Essa é uma prática dos países que cultivam a democracia representativa. Portanto, tem cabimento o compartilhamento do governo entre quadros técnicos, burocratas e perfis políticos. Ocorre que as indicações políticas têm dado origem aos “feudos”, espaços que representantes consideram seu domínio, propiciando negociatas e atendimento a interesses pessoais. A res publica é usada como negócio privado.

A crise crônica que corrói a administração pública por nossas plagas se origina, portanto, da interpenetração de territórios, o público e o privado. Dessa imbricação, formam-se as teias de corrupção pela malha administrativa. Certamente, ao dizer que quer governar com a “nova política”, o presidente Bolsonaro tem em mente a eliminação das falcatruas.
Mas não se muda uma cultura política da noite para o dia. Não será apenas com negação que o mandatário abolirá velhos costumes. Sem o apoio dos congressistas a administração federal fenecerá. A alternativa é a aceitação de indicações políticas carimbadas com o selo técnico. Ou seja, os indicados devem ser pessoas afeitas ao cargo. A especialização se faz necessária.

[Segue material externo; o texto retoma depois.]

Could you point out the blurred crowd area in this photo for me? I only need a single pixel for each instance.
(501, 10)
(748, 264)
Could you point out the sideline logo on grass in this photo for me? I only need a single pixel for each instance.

Sob essa condição, o modus operandi pode ser bem- sucedido. Os antros de corrupção diminuirão sensivelmente, até porque a transparência e os controles da máquina pública constituem a boa nova do ciclo de transição que o país vive. Mas sejamos realistas: o Brasil só encontrará seu prumo administrativo no dia em que por aqui se instalar o parlamentarismo. Um sistema parecido com o francês poderia dar certo.

A semente presidencialista, com seu “poder da caneta”, viceja em todos os espaços. O termo presidente faz ecoar significados de grandeza, associa-se com a aura do Todo-Poderoso, com as vestes do monarca, com o poder de mando e desmando. Pois bem, sem parlamentarismo fica difícil aplicar por aqui princípios da “nova política”.